Algorithmic prompting helps large language models like GPT-3 to solve math problems more reliably.
Large language models like GPT-3 are bad at math - a finding that attracted a lot of attention when OpenAI presented the model. After all, the fact that GPT-3 could add some numbers at all was surprising to some.
Since then, researchers have continued to develop new methods to improve the mathematical capabilities of large language models, for example with various forms of prompt engineering or access to an external Python interpreter.
Algorithmic reasoning via prompt engineering?
In prompt engineering, researchers experiment with different input patterns and measure their effect on the output of language models. Chain-of-thought prompting, for example, shows that prompting for a step-by-step approach produces significantly better results in some tasks.

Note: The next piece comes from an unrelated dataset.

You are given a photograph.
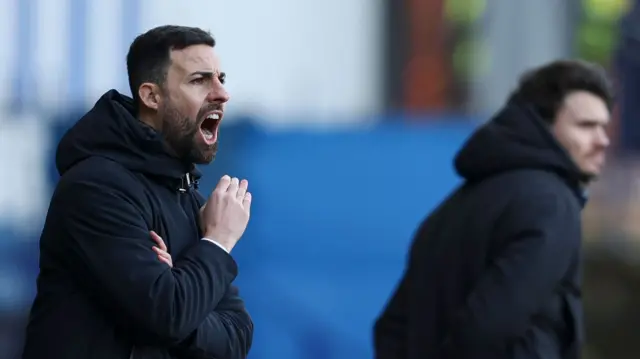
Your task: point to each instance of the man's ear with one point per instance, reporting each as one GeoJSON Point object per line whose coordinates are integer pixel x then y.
{"type": "Point", "coordinates": [149, 94]}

But despite these advances, language models struggle to solve even simple algorithmic tasks. A method of prompt engineering developed by researchers at the Universite de Montreal and Google Research, however, significantly increases the performance of the models in mathematical tasks.
The team formulates detailed prompt inputs that describe algorithms for solving math problems, such as for addition. The language model can use this algorithm as a tool to solve similar math problems. The researchers evaluate their approach on a series of arithmetic and quantitative reasoning tasks.

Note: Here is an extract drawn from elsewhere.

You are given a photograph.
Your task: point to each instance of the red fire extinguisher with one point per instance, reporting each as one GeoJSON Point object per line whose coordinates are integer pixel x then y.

Through their "Algorithmic Prompting" approach, the language models achieve a significant performance improvement compared to other prompting strategies: In particular, for long parity, addition, multiplication, and subtraction, the method achieves an error reduction of up to 10x and can solve tasks with significantly more numbers than other prompts.

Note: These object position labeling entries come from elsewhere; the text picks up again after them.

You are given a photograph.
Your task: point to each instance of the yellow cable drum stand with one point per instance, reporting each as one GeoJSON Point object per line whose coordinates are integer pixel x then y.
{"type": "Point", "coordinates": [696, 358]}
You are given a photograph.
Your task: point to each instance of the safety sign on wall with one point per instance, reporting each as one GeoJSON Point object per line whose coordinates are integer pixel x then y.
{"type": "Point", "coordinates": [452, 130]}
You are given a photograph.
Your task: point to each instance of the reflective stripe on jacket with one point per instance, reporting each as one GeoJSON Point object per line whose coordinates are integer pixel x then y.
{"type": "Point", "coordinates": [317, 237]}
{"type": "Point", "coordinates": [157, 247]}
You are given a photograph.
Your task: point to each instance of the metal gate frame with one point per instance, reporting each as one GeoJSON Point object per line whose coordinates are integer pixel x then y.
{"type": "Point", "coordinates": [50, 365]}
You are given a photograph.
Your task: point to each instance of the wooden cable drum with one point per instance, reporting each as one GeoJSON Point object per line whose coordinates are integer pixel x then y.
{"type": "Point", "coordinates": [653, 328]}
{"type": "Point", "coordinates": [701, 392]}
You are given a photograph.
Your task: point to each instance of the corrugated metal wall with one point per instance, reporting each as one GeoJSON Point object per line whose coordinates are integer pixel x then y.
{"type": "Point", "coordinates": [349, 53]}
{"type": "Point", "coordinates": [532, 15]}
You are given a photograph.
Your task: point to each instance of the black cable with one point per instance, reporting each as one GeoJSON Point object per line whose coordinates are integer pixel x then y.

The researchers also show that the language models can learn multiple skills, such as addition and subtraction, in an accumulated fashion, apply different skills together, and also use the learned skills as tools in more complex tasks.
Algorithmic Prompting in Times of ChatGPT
Using addition as an example, the team shows that large language models can apply instructions with as few as five digits to as many as 19 digits. This, they say, is an example of out-of-distribution generalization and a direct effect of algorithmic prompting. The method should work with more digits, but right now it is limited by the context length of the used code-davinci-002-Model of OpenAI (8.000 tokens).
OpenAI's latest ChatGPT spits out correct answers to math problems without much prompt engineering. OpenAI presumably uses an external interpreter for this. So why explore more methods of prompt engineering for math?
One area with significant room for improvement is the ability of LLMs to perform complex reasoning tasks. In this realm, mathematical reasoning provides a unique challenge as a domain. It requires the ability to parse, to logically deconstruct a problem into sub-problems and recombine them, and to apply knowledge of rules, transformations, processes, and axioms
From the paper
Methods such as "algorithmic prompting" could thus improve models' abilities to reason. Models that learn to execute an algorithm can produce consistent results, reduce hallucinations, and since "since they are input independent by nature, they are immune to OOD performance degradation when executed properly."
The team sees the role of context length as a key finding: it may be possible to convert longer context length to better reasoning performance by providing more detailed solution examples. "This highlights the ability to leverage long contexts (either through increasing context length or other means such as implementing recurrence or an external memory) and generate more informative rationales as promising research directions."